Final answer:
The general solution to the differential equation y'' + 25y = 11sec²(5t) involves finding the homogeneous solution and a particular solution using an ansatz related to the non-homogeneous term, and combining them.
Step-by-step explanation:
To solve the differential equation y'' + 25y = 11sec²(5t), we first look for the homogeneous solution, which is the general solution to the associated homogeneous equation y'' + 25y = 0. The characteristic equation for this is λ² + 25 = 0, which has solutions λ = ±5i.

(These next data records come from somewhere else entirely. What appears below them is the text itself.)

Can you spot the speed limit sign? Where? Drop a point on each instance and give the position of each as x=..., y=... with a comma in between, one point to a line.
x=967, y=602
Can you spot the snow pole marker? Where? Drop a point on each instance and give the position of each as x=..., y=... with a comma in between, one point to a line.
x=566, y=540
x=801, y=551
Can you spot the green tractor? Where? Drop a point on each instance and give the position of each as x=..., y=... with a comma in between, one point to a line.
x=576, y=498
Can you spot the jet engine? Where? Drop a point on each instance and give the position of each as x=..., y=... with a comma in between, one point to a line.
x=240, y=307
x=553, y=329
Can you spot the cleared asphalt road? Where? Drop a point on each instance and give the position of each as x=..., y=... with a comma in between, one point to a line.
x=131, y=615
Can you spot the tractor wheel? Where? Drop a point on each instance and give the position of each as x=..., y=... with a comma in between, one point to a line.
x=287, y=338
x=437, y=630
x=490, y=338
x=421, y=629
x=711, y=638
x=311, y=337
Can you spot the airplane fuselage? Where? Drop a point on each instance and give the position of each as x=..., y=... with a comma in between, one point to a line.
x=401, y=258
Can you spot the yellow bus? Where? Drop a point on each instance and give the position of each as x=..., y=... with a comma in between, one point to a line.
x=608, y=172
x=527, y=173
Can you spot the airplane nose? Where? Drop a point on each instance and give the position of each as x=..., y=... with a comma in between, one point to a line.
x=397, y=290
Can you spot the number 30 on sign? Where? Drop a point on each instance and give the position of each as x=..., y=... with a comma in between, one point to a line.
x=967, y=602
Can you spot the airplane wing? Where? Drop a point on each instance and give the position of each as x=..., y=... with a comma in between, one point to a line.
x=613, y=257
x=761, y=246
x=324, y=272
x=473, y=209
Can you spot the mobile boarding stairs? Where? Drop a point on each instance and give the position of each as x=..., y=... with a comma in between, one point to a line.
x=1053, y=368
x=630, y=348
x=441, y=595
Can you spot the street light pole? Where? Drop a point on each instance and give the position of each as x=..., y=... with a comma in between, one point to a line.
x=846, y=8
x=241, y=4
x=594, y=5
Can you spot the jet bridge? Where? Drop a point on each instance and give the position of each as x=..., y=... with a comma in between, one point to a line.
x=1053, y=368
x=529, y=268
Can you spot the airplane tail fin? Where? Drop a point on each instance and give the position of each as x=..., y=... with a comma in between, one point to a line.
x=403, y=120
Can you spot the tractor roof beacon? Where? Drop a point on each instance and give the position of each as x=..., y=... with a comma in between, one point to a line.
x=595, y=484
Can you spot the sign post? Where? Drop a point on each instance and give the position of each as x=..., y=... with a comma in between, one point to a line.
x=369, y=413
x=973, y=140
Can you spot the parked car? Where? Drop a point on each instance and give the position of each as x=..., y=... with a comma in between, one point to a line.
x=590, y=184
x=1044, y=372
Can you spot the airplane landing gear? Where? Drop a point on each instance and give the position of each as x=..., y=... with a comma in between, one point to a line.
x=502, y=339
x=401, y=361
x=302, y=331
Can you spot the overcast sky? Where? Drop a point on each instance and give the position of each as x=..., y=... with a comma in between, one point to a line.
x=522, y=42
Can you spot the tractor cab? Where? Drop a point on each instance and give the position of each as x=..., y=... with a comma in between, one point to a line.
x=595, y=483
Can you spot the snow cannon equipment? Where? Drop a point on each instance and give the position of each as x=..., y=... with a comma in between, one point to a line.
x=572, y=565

Therefore, the general homogeneous solution is ψh(t) = C1*cos(5t) + C2*sin(5t), where C1 and C2 are constants.
To find a particular solution ψp(t) to the non-homogeneous equation, we use an ansatz (educated guess) that since the non-homogeneous term is 11sec²(5t), a multiple of a trigonometric function, we can try a solution of the form Atan(5t) + B, where A and B are constants to be determined.

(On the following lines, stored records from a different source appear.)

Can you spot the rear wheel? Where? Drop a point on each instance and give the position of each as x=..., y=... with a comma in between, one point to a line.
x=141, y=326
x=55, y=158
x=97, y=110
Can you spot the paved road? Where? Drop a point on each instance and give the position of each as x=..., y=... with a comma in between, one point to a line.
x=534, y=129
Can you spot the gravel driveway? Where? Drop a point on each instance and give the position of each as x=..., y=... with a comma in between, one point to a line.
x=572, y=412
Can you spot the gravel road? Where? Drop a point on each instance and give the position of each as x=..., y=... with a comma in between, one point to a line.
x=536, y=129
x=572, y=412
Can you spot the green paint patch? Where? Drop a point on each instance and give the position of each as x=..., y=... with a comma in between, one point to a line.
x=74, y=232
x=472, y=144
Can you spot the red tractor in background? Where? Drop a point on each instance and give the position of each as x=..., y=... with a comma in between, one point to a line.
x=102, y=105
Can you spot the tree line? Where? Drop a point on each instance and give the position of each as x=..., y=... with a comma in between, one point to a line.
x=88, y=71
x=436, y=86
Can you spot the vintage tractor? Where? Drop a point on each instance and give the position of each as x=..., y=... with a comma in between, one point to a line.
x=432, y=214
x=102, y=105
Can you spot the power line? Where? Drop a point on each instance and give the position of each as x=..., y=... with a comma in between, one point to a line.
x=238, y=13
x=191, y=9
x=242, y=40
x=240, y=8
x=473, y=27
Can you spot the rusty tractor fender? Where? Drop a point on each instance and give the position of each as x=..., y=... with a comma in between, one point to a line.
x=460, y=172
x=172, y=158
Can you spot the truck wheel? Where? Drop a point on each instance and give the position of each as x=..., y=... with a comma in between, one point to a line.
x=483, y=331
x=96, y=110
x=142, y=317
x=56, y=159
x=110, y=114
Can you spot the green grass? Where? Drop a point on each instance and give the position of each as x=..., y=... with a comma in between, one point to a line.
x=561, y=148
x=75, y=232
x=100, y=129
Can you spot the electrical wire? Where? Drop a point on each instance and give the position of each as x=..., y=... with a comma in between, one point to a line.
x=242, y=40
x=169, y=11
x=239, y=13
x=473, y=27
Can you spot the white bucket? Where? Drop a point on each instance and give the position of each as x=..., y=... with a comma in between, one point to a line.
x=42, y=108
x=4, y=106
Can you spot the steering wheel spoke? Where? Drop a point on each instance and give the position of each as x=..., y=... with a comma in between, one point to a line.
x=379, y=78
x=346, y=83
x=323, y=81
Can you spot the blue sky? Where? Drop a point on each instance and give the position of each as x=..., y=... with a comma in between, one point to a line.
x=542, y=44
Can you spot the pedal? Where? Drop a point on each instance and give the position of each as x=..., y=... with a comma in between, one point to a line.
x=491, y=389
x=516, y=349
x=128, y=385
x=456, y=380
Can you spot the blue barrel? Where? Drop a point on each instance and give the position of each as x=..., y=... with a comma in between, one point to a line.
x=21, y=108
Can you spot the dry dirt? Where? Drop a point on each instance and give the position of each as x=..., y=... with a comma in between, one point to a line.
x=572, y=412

After finding the particular solution by substituting the ansatz into the differential equation and solving for A and B, we combine the homogeneous and particular solutions to form the general solution, ψ(t) = ψh(t) + ψp(t). This process involves differentiating the ansatz to match the given non-homogeneous term and solving for A and B by equating coefficients. The final form of the solution will depend on the specific values of A and B found.